[CM] Idea: using handles instead of pointers, s7_clone

Christos Vagias chris.actondev at gmail.com
Sat Sep 24 05:51:11 PDT 2022


Thank you both for your responses and insight!

I was thinking of trying to make this change myself, but after your
comments perhaps I'll not. It's still something though that in the
long term I'd like to try (given plenty of free time!)

The discussion could end now, but in case you're interested I'd like
to clarify some things.

To Elijah: I didn't get your comment of "limit the heap to 1b objects".
Perhaps it's coming from my mistake when writing "s7_cell
heap[INITIAL_HEAP_SIZE]".
Should be "s7_cell heap[INITIAL_HEAP_SIZE*sizeof(s7_cell)]".

A bit more comments on the way the objects would be stored.
As it is now, as far as I understand, s7's heap is contained by
numerous s7_cell[] blocks.
This is because when the heap needs to grow a new block needs to be
allocated (when the existing ones are full).

In this new scheme (pun not indented), s7's heap just grows with a
simple realloc.
An example with cons (simplified):

Simplified heap: [nil, number(1), number(2), cons_a]
cons_a being (1 . ()):
C representation: (car and cdr being now s7_handles instead of pointers)
{.car : number(1) // heap index 1,
 .cdr: nil // heap index 0
}

Addressing Bil's 2 comments about the s7_clone example and the "2 views of s7".
Let's assume the above heap of s7 instance 1, and s7_clone gives us s7
instance 2.
Instance 2's heap would be a copy of instance 1's heap.
So, in c side if we have an s7_handle for cons_a (obtained by s7
instance 1), it'd be just {.index: 3}.
After cloning, the same s7_handle could be used in the cloned s7
instance 2, even if the original s7 instance 1 has freed up cons_a.
Instance 2's heap will still have cons_a in index 3.
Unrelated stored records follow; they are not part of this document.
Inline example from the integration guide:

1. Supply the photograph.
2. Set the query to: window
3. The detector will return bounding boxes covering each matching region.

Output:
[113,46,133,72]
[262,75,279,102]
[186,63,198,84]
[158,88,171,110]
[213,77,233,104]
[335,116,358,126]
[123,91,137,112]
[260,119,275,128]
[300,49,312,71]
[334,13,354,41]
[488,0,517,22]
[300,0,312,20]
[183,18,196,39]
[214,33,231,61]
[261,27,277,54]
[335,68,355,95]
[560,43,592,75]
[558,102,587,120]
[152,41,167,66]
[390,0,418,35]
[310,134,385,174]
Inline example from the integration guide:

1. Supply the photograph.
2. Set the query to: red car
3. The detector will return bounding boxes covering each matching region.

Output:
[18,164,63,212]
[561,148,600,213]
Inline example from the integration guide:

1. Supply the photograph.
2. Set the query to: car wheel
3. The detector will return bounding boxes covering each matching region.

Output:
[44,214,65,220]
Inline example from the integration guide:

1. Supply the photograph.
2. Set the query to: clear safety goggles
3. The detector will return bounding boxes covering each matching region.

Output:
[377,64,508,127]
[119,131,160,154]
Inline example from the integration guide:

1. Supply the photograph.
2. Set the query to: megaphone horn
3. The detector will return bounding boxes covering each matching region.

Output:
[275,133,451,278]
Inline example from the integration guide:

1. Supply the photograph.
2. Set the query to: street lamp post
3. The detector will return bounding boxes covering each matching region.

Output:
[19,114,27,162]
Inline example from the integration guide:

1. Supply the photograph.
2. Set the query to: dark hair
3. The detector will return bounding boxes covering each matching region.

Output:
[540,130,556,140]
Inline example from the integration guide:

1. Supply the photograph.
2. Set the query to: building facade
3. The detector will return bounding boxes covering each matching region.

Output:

Similarly in the s7_clone example I provided, the "fn" is just a
handle, an index to s7_heap. s7_clone gives back a new s7 with its own
heap, but the referenced "fn" will be stored in the same index in its
heap.
 Calling s7_call in sc1 and sc2, each 1 will use their own stored
version of the reference s7 function.

Of course it gets more complicated with symbols, functions etc, since
there are references to char* strings. Only if those were also stored
similarly (as indexes in some storage) then s7_clone could give
completely independent instances.
And last but not least, c_objects is another complex beast regarding
the c_object lifetime and gc cleanup.

On Fri, 23 Sept 2022 at 22:17, <bil at ccrma.stanford.edu> wrote:
>
> I just noticed your s7_clone is not necessarily making a new
> s7 instance -- in this case you'll have two views into
> one s7; if these are in separate threads, the two s7's
> will be colliding in their use of the evaluator -- it
> is not thread safe in the sense that any number of
> threads can be calling into the same s7 instance.
> There's a note about this in s7.html.  And if they aren't
> in separate threads, you've gained nothing by copying
> the array of handles, unless I'm missing something.